Recent advancements in Alzheimer's disease (AD) treatment, particularly with disease-modifying therapies (DMTs) like lecanemab and donanemab, have sparked hope for millions. However, a new study from Trinity College, published in Alzheimer's & Dementia, reveals a stark reality: at current market prices, these therapies are financially inaccessible across 174 countries, exacerbating global health inequities. This analysis goes beyond the original coverage by examining the systemic issues of healthcare access, the historical context of drug pricing disparities, and the broader implications for chronic disease management worldwide.

The Trinity College study, an observational analysis with a simulation model, underscores that neither lecanemab nor donanemab is cost-effective at current prices, with US market prices exceeding value-based estimates by 182% and 129%, respectively. This pricing gap is particularly devastating for low- and middle-income countries (LMICs), where even significant clinical benefits cannot justify costs without drastic price reductions. What the original coverage missed is the deeper structural issue: the pharmaceutical industry's pricing models often prioritize high-income markets, sidelining LMICs despite their disproportionate burden of aging populations. For instance, the World Health Organization (WHO) estimates that by 2050, 68% of people with dementia will live in LMICs, yet these regions are least equipped to absorb high-cost treatments.

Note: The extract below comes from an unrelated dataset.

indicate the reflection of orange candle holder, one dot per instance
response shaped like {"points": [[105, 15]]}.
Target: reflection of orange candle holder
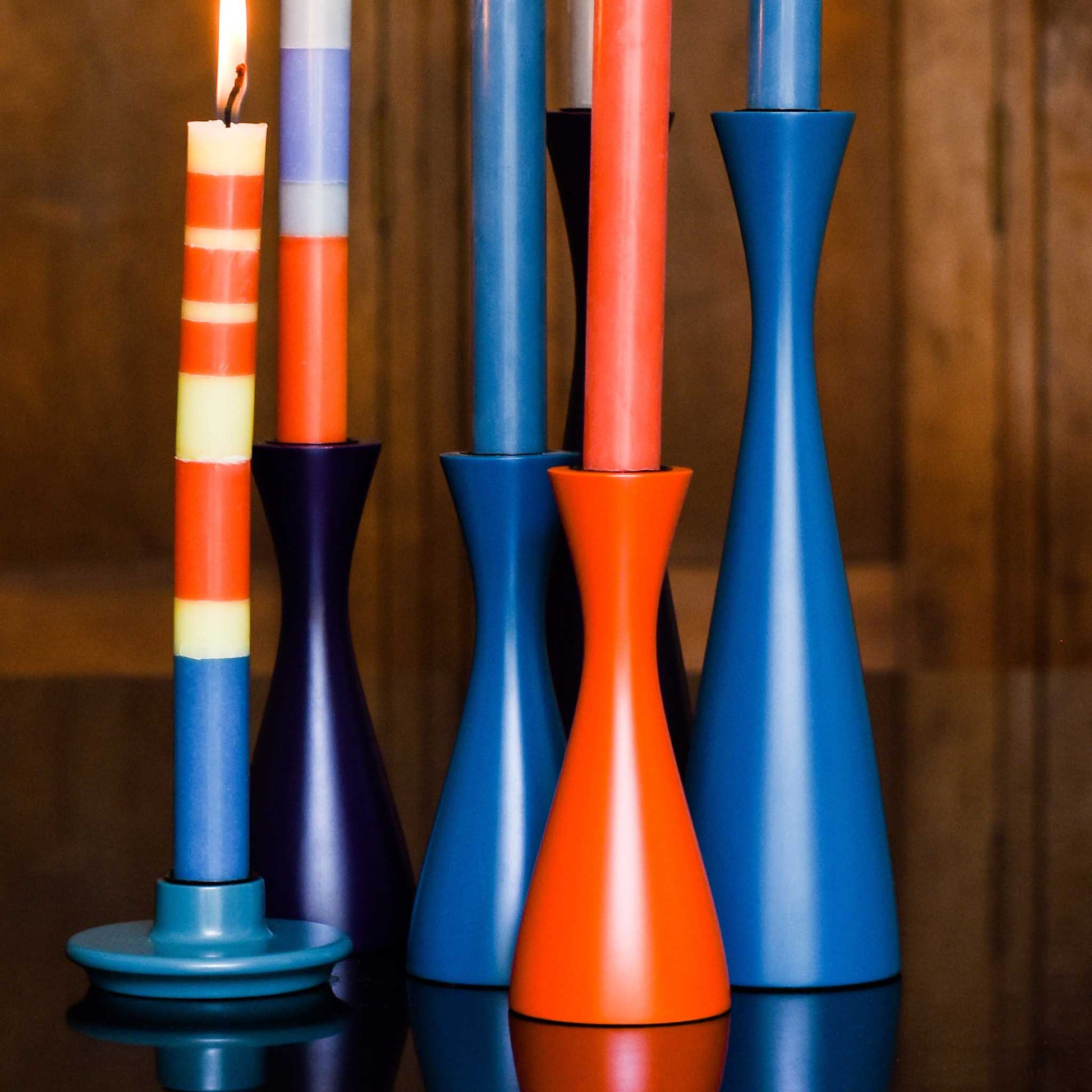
{"points": [[682, 1058], [620, 925]]}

This issue is not isolated to AD. Historical patterns, such as the delayed access to HIV/AIDS treatments in sub-Saharan Africa during the 1990s and early 2000s due to pricing barriers, mirror the current crisis. Then, as now, international advocacy and generic drug agreements eventually lowered costs, but only after millions suffered from delayed access. The original coverage also overlooked the potential role of public-private partnerships or tiered pricing models, which have shown promise in other disease areas like malaria and tuberculosis, as seen in initiatives by the Global Fund. Without such interventions, the AD treatment gap risks becoming a decades-long equity failure.

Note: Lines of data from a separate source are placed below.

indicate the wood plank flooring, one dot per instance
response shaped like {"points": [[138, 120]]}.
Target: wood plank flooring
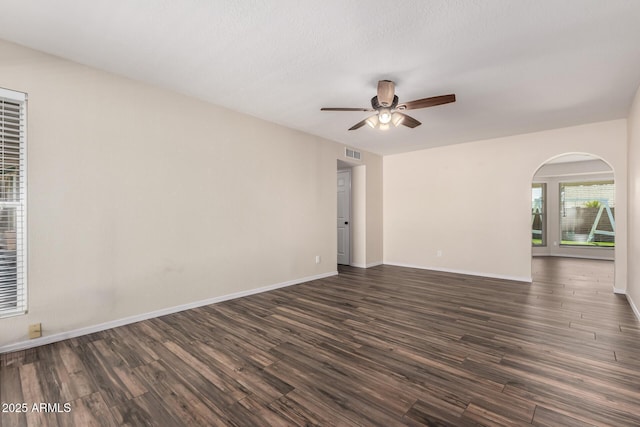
{"points": [[386, 346]]}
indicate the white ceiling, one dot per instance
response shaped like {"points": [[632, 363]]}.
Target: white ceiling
{"points": [[516, 66]]}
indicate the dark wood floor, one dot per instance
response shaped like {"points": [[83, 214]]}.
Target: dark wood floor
{"points": [[384, 346]]}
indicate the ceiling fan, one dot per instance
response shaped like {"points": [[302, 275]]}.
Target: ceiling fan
{"points": [[389, 111]]}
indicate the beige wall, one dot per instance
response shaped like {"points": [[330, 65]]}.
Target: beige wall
{"points": [[633, 287], [141, 199], [472, 202]]}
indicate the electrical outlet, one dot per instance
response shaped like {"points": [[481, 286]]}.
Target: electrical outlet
{"points": [[35, 330]]}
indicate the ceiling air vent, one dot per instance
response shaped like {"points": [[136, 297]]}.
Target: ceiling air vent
{"points": [[352, 154]]}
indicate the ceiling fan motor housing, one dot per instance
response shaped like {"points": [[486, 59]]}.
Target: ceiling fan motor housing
{"points": [[386, 92], [376, 104]]}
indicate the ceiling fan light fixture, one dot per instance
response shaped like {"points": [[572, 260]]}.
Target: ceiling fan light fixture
{"points": [[396, 118], [384, 115], [372, 121]]}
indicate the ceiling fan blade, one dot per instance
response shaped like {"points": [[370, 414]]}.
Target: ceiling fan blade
{"points": [[386, 91], [358, 125], [409, 121], [427, 102], [346, 109]]}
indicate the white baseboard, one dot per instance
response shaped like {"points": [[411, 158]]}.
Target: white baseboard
{"points": [[633, 307], [469, 273], [373, 264], [157, 313]]}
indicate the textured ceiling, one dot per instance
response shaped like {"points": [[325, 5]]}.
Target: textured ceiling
{"points": [[515, 66]]}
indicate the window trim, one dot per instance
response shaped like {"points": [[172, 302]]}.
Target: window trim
{"points": [[21, 223]]}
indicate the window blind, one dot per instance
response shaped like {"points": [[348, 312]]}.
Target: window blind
{"points": [[13, 293]]}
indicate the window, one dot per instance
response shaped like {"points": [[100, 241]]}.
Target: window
{"points": [[538, 215], [587, 213], [13, 292]]}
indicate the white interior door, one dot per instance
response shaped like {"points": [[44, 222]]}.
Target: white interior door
{"points": [[344, 216]]}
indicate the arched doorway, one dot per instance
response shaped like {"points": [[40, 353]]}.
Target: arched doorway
{"points": [[573, 208]]}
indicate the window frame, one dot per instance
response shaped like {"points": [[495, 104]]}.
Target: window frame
{"points": [[20, 204], [543, 215], [562, 210]]}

Moreover, the study’s focus on country-specific value-based pricing highlights a critical oversight in global health policy: the lack of standardized frameworks for assessing drug affordability across diverse economic contexts. While the researchers provide a starting point, they do not address the political and logistical challenges of implementing differential pricing, such as resistance from pharmaceutical companies citing R&D costs. A 2021 study in The Lancet Global Health noted that while tiered pricing can work, it often requires binding international agreements—something absent in the AD space.

The implications extend beyond AD patients to health systems at large. High-cost DMTs strain budgets, potentially diverting resources from other critical areas like primary care or preventive health in LMICs. This mirrors trends seen with cancer therapies, where high costs have led to rationing in even high-income settings, as documented in a 2019 JAMA Oncology report. Without addressing these systemic issues, the promise of AD breakthroughs risks becoming a privilege for the few rather than a right for the many.

In conclusion, while lecanemab and donanemab represent scientific progress, their real-world impact hinges on dismantling financial barriers. This requires not just price reductions but also innovative policy solutions, global cooperation, and a reckoning with the inequities baked into healthcare access. The Trinity study is a wake-up call—one that demands action before another generation of AD patients is left behind.